Ex-Employee Blew Whistle On Stanford
A former employee of Texas billionaire R. Allen Stanford's financial operation blew the whistle on what she called a "Ponzi scheme to defraud [the bank's] clients," over five years ago, reports the Financial Times.
According to the paper, Leyla Basagoitia told an arbitration panel of the National Association of Securities Dealers, the finance industry's self-regulatory body, that she suspected Stanford Financial Goup of operating an "illegal Ponzi scheme," in October 2003. Basagoitia also says she informed the Securities and Exchange Commission at around the same time, raising questions about why regulators closed the $8 billion investment operation just last week, reports the paper.
Meanwhile, FBI agents arrested the chief investment officer of troubled Stanford Financial Group on Thursday, accusing Laura Pendergest-Holt of obstructing a SEC fraud investigation.
Pendergest-Holt was arrested in Houston, where Stanford Financial Group is based. The FBI said she was taken to the federal detention center and would appear in federal court Friday morning for an arraignment.
"She is looking forward to working with the government to get all the facts out and put this behind her," her attorney Brent Baker said Thursday night.
The government alleges in a federal complaint that Pendergest-Holt obstructed the investigation with some of her answers to SEC investigators' questions, including failing to reveal to the SEC how much she knew about investments in Stanford International Bank Ltd.

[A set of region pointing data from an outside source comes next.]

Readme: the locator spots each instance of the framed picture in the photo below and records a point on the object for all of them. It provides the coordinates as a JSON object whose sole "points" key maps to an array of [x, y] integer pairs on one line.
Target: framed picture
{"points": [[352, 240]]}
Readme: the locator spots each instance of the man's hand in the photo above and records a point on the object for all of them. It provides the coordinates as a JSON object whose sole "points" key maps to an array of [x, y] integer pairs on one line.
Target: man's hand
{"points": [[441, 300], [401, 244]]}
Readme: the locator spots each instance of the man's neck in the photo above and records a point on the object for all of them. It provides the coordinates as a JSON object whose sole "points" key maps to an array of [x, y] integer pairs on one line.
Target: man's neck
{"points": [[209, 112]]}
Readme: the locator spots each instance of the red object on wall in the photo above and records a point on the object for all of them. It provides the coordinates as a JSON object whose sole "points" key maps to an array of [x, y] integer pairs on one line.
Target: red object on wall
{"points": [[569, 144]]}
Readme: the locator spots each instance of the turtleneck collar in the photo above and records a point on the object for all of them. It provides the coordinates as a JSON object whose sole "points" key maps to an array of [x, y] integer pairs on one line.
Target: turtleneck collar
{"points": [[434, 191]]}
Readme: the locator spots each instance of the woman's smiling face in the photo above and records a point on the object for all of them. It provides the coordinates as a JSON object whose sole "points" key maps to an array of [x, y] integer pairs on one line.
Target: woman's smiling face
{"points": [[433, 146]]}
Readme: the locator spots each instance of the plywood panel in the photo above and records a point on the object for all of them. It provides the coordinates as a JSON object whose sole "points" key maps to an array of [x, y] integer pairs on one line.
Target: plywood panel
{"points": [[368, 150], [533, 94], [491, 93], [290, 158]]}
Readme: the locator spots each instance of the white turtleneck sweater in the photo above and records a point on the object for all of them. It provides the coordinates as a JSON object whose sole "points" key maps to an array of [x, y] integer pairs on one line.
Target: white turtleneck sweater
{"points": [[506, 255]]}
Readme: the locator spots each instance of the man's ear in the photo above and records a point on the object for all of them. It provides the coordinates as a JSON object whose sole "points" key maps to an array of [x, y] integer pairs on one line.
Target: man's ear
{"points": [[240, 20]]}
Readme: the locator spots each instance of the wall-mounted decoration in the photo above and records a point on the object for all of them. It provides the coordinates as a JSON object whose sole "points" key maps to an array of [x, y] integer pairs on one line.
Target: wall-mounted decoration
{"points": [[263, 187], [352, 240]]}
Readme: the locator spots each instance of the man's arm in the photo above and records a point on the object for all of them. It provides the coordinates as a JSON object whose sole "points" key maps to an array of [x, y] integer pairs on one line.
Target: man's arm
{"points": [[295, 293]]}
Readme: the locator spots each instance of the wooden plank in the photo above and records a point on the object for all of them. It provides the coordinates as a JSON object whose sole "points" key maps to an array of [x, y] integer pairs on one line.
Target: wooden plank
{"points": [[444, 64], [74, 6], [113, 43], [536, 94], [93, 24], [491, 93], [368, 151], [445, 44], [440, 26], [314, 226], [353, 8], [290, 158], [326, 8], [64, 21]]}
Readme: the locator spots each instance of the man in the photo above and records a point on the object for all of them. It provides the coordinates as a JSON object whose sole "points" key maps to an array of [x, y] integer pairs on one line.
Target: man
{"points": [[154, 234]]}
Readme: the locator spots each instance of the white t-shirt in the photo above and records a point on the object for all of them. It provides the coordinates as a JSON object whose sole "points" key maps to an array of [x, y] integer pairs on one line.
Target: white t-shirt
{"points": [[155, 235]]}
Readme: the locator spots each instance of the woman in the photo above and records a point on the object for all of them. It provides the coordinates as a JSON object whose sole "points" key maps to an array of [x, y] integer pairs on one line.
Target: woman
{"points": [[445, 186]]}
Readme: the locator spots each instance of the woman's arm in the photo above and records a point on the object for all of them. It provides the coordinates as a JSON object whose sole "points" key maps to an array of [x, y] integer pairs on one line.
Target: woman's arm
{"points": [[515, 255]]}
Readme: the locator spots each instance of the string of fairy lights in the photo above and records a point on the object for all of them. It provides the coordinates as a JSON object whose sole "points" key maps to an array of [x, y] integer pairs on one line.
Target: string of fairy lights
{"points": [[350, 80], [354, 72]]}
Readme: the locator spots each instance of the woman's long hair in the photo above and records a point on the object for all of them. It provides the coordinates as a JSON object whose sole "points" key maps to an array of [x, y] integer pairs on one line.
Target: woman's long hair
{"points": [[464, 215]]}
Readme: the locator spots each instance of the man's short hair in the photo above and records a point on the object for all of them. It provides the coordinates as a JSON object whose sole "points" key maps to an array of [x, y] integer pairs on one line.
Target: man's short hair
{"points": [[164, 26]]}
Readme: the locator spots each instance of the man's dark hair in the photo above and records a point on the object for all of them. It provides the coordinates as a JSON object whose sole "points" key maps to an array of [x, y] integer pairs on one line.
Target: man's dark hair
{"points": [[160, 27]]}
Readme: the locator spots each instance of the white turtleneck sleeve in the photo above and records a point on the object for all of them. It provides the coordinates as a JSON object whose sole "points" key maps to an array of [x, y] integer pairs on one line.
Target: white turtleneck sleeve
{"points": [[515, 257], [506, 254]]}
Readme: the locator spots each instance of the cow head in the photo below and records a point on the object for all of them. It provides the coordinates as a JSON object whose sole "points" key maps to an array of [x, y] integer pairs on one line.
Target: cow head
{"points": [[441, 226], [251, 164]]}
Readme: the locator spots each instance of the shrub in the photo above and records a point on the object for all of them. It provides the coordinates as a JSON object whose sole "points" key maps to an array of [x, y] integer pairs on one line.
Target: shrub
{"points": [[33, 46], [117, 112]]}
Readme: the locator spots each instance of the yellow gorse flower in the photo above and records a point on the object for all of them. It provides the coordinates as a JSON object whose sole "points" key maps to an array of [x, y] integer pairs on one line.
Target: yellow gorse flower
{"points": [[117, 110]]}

The FBI said in an affidavit that Pendergest-Holt repeatedly misrepresented how much she knew about the bank's Tier III portfolio, which represented about 81 percent of the bank's portfolio, and did not let the SEC investigators know that she had learned of a $1.6 billion loan to a shareholder.
The complaint also alleges that Pendergest-Holt did not reveal that she was a member of the bank's investment committee.
"We appreciate the quick and decisive action of the Department of Justice and the FBI, and thank them for their fine work and cooperation in this matter," SEC Deputy Enforcement Director Scott Friestad said in an e-mail.
Stanford is accused in civil charges of lying about the safety of investments he sold as "certificates of deposit" and promised unrealistically high rates of return. Regulators also said he faked historical data about other investments which he then used to lure in more investors for the CD products.